Forum Moderators: open

Message Too Old, No Replies

Validating an entire site

HTML-Tidy, what else?

         

Mohamed_E

8:43 pm on Aug 1, 2003 (gmt 0)

WebmasterWorld Senior Member 10+ Year Member



How do people validate an entire site?

I use HTML-Tidy with some shell scripts, it works well enough but I wonder what else is out there. I have a slow connection and would much rather do the validation locally.

NickH

4:12 pm on Aug 2, 2003 (gmt 0)

10+ Year Member



I use A Real Validator. This is a Shareware HTML validator for Windows; an offline version of the WDG HTML Validator.

Nick

MrSpeed

4:33 pm on Aug 4, 2003 (gmt 0)

WebmasterWorld Senior Member 10+ Year Member



I use CSE validator has a batch mode which I use to validate entire sites.

The only issue is that you need to manually paste the urls you want validated. It won't crawl/spider spider the site.

NickH

6:07 pm on Aug 4, 2003 (gmt 0)

10+ Year Member



CSE Validator can validate an entire directory in batch mode, so it is suitable for validating a site, locally.

It's worth noting that, strictly speaking, CSE Validator is not actually a validator. Once you've configured it as desired, though, it is very useful, as it offers advice regarding style and accessibility.

From the CSE help file:

"NOTE: CSE HTML Validator cannot check for a completely syntactically correct document, although it can find many syntactic errors and offer useful advice and assistance in creating your documents.

NOTE: CSE HTML Validator is not a "real validator" in the strict technical definition of "validator". Instead, it is based on a powerful engine that is custom designed for HTML, XHTML, and CSS. Because of this, it is capable of finding many problems that a "real" validator cannot."

Nick

moltar

6:25 pm on Aug 4, 2003 (gmt 0)

WebmasterWorld Senior Member 10+ Year Member



Is there a valiador that can crawl the site?
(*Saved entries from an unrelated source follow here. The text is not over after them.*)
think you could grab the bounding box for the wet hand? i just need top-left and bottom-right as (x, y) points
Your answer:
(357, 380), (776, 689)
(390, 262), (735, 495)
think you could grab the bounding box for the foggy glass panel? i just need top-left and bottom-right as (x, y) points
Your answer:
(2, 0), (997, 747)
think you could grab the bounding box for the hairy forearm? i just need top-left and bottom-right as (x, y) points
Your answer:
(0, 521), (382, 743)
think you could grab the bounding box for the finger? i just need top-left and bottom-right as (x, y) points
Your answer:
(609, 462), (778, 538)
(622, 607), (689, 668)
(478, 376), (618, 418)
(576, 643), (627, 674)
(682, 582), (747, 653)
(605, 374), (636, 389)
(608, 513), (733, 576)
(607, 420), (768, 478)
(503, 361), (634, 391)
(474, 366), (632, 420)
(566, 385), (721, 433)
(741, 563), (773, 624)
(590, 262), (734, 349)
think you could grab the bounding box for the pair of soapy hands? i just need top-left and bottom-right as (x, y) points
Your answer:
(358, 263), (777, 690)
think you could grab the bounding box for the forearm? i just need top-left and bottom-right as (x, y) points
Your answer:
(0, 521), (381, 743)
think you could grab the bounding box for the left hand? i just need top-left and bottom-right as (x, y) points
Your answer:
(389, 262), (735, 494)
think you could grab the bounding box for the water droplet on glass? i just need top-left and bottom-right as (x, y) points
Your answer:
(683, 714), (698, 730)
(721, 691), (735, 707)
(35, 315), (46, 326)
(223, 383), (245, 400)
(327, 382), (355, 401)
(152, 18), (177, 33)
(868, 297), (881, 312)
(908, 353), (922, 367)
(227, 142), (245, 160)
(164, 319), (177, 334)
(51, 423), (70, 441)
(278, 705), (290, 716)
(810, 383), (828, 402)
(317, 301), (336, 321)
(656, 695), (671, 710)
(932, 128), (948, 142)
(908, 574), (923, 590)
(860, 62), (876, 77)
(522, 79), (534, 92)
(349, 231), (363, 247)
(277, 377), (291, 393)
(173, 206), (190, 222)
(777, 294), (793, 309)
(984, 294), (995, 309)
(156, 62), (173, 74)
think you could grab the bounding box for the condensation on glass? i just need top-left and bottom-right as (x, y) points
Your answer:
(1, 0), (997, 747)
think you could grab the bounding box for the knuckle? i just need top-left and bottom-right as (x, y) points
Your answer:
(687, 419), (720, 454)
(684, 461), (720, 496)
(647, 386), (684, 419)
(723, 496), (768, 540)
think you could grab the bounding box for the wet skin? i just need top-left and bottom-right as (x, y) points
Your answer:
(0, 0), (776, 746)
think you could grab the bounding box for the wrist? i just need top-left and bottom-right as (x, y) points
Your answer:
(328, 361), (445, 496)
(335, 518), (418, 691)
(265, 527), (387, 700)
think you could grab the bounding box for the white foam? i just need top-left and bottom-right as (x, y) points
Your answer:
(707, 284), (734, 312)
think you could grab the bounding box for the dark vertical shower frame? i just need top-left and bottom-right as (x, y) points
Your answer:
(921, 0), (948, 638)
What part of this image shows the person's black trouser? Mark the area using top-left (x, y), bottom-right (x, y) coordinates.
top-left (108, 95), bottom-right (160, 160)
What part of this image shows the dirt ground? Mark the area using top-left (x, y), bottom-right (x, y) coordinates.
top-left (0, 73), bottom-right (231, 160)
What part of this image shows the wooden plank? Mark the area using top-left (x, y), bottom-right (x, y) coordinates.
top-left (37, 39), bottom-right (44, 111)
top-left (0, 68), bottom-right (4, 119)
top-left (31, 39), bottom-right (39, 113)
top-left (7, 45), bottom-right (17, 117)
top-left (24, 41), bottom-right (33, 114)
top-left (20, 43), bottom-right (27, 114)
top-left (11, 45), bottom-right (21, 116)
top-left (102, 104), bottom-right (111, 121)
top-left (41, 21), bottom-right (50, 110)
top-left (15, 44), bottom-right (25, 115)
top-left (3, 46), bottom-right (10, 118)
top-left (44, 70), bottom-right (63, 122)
I have a really dynamic site which uses lots of SSI and I can use A Real Validator, because it can only validate files. And I also have many pages and don't want to paste them all in.

pageoneresults

6:38 pm on Aug 4, 2003 (gmt 0)

WebmasterWorld Senior Member 10+ Year Member Top Contributors Of The Month



Hmmm, I've been looking for this functionality in an online tool and have not found it yet. The closest I've come is the WDG Validator [htmlhelp.com]. It will spider and validate 100 pages at a time. I've not figured out how to get it to the next 100 pages.

Make sure to check Validate entire site. I also uncheck Show input to minimize the amount of resources used from the WDG.

Mohamed_E

7:22 pm on Aug 4, 2003 (gmt 0)

WebmasterWorld Senior Member 10+ Year Member



NickH, MrSpeed,

Thanks for the pointers. I was hoping to find a tool smart enough to crawl the entire site. How much extra code would that involve, compared to the validation code?

pageoneresults,

Thanks for the link to WDG, funny that their online validator can crawl a site but that their stand alone version cannot!

With Tidy, and a UNIX-like shell, I can do a lot of things that I simply cannot do with a pure GUI product, so I guess I will stick to Tidy.

pageoneresults

7:37 pm on Aug 4, 2003 (gmt 0)

WebmasterWorld Senior Member 10+ Year Member Top Contributors Of The Month



Mohamed_E, you may want to browse the WDG HTML Validator Source Code [htmlhelp.com].

HTMLLinkExtractor.pm
This Perl module extracts possible HTML links from an HTML document when spidering a site.

I'm not a programmer, but I would think the above is what works hand in hand with spidering the entire site. If that is available from that page, maybe it is something that you have to physically incorporate so that you have that advantage locally. I'm guessing at this point...

Mohamed_E

8:24 pm on Aug 4, 2003 (gmt 0)

WebmasterWorld Senior Member 10+ Year Member



Thanks for the link to the source code!

For the really hard core programmers they supply the source code to an offline validator [htmlhelp.com]. But that looks like a major undertaking, and in any case I am currently still operating in a WIN2K environment.

What I use with HTML-Tidy to get the files I want to validate is the Xenu link checker, saving the file and editing it to have a list of the files it found by crawling. I then feed these files, one by one, to Tidy. I do have to run Xenu manually, but all the rest can be automated.